Avançara por alguma distância furtivamente, quando notou um lugar de sombra densa e negra a frente, mais negra até que a floresta, como um trecho de meia-noite que tivesse ficado para trás. Quando se aproximou, viu que era feito de teias de aranhas, entrelaçadas umas às outras, por cima, e por trás. De repente viu também que havia aranhas enormes e horríveis nos galhos acima de sua cabeça e, com ou sem anel, tremeu de medo de que elas pudessem descobri-lo. Parado atrás de uma árvore, Bilbo observou um grupo delas por algum tempo e então no silêncio e na quietude da floresta percebeu que aquelas criaturas detestáveis estavam conversando. Suas vozes tinham um som fino, estridente e chiado, mas ele podia entender muitas das palavras que diziam. Estavam conversando sobre os anões!
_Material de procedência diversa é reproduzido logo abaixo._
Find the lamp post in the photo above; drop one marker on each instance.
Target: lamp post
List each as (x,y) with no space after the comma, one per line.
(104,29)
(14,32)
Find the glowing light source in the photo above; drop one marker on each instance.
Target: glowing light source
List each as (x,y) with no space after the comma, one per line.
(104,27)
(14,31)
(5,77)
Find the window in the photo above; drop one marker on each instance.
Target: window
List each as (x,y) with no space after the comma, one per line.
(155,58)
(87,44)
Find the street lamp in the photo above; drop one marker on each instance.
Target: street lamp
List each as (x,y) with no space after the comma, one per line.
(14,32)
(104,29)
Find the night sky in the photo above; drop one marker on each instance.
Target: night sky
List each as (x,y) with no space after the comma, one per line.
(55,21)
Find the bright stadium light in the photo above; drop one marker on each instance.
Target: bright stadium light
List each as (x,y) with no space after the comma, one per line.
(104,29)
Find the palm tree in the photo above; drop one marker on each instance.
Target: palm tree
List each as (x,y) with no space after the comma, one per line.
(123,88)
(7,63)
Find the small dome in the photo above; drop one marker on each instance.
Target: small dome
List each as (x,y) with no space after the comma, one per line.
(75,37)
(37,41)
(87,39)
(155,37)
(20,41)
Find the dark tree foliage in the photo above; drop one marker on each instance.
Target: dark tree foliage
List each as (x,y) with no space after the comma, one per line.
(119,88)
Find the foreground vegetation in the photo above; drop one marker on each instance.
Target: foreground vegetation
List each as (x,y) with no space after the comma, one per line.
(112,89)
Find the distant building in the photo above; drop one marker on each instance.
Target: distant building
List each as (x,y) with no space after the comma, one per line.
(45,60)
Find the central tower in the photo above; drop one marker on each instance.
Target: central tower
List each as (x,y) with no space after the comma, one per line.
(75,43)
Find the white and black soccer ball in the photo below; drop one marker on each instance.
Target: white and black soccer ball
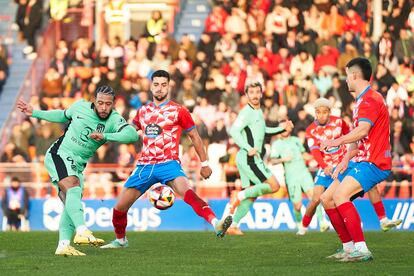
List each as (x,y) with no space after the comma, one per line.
(161,197)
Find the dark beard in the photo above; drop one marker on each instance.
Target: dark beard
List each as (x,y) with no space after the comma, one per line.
(160,99)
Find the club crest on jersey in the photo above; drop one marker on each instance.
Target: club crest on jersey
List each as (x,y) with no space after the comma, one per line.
(100,128)
(152,130)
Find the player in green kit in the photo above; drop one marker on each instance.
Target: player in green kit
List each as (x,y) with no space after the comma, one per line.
(90,125)
(248,132)
(288,150)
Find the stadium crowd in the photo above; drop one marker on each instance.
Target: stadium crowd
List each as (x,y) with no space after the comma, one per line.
(297,49)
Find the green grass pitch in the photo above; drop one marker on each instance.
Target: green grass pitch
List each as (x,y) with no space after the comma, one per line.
(201,253)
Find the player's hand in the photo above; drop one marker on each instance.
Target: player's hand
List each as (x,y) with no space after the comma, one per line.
(341,168)
(287,159)
(97,136)
(25,107)
(252,152)
(327,144)
(328,170)
(289,125)
(205,172)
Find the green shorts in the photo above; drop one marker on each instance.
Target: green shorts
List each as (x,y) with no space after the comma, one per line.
(252,170)
(61,165)
(298,182)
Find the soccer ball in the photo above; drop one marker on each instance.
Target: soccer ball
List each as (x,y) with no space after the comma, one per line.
(161,197)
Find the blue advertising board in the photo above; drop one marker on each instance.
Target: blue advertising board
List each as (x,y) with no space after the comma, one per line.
(265,215)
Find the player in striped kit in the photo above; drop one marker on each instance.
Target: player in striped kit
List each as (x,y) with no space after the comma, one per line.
(327,127)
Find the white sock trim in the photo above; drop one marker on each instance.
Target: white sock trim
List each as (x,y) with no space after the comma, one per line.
(81,228)
(241,195)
— Foi uma luta difícil, mas valeu a pena! — disse uma.
— Eles sem dúvida têm uma pele ruim e grossa, mas aposto que têm bom suco.
— É, vão ser um bom banquete, depois de ficarem pendurados um tempinho — disse outra.
— Não os deixe pendurados por muito tempo — disse uma terceira. — Não estão gordos como deviam. Não comeram muito bem ultimamente, acho eu.
— Matem-nos, estou dizendo — chiou uma quarta. — Matem agora e deixem pendurados e mortos por algum tempo.
— Já estão mortos agora, eu garanto — disse a primeira.
— Isso é que não! Vi um se debatendo agora há pouco. Acordando de novo, depois de um belo sono. Vou lhes mostrar.
Dizendo isso, uma das aranhas correu ao longo de uma corda até alcançar uma dúzia de embrulhos pendurados em fila num mesmo galho alto.